Transcribrr is a desktop tool that turns audio into text and then refines the output using OpenAI's GPT models. It works with audio or video files on your computer, YouTube videos via a provided URL, or recordings made directly in the app. While functional, this is a personal project that I work on in my free time and very much a work in progress.
- fast, accurate, local transcription with optional speaker detection (via the excellent whisperx library)
- GPT-4 for transcript processing & summarization
- Manageable transcription quality settings
- Preset prompt management for GPT processing
Before installing the application, ensure you have the following dependencies:
- Python 3.10
- Cuda 11.8 or higher (optional, though highly recommended, for hardware acceleration. Requires a supported Nvidia GPU.)
- ffmpeg
Clone the repository to your local machine:
git clone https://github.com/jbmiller10/transcribrr.git
cd transcribrr
python -m venv venv
.\venv\Scripts\activate
python -m venv venv
source venv/bin/activate
Install Torch w/ Cuda (optional, though highly recommended, for hardware acceleration. Requires an Nvidia GPU and cuda toolkit)
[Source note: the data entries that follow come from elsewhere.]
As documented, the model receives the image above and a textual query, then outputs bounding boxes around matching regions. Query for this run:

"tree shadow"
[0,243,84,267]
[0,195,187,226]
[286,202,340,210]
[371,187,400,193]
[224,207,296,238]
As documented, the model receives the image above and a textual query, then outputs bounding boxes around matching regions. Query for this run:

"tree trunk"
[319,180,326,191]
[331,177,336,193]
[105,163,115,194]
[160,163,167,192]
pip3 install torch~=2.0.0 torchaudio~=2.0.0 --index-url https://download.pytorch.org/whl/cu118
pip install -r requirements.txt
Run the main script to start the application:
python main.py
Before usage, configure the application with your Hugging Face Access Token (optional, required for speaker detection/diarization) and OpenAI API keys through the 'Settings' menu. ll You can also adjust transcription quality, GPT model selection, max tokens, temperature, speaker detection settings, and your preset GPT prompts.
To enable Speaker Detection, you will need a Huggingface access token (generate here) that you can set in the settings menu. Additionally, you will need to accept the usage terms for the following models while logged into your huggingface account: Segmentation and Speaker-Diarization.
- Choose the mode of transcription (File Upload or YouTube URL).
- If using File Upload, select your video/audio file using the "Open Audio/Video File" button.
- If using the YouTube URL mode, paste the YouTube link into the corresponding field.
- Click the "Start Transcription" button to begin processing.
- After transcription, you can process the text with GPT-4 using the "Process with GPT-4" button after setting your prompts.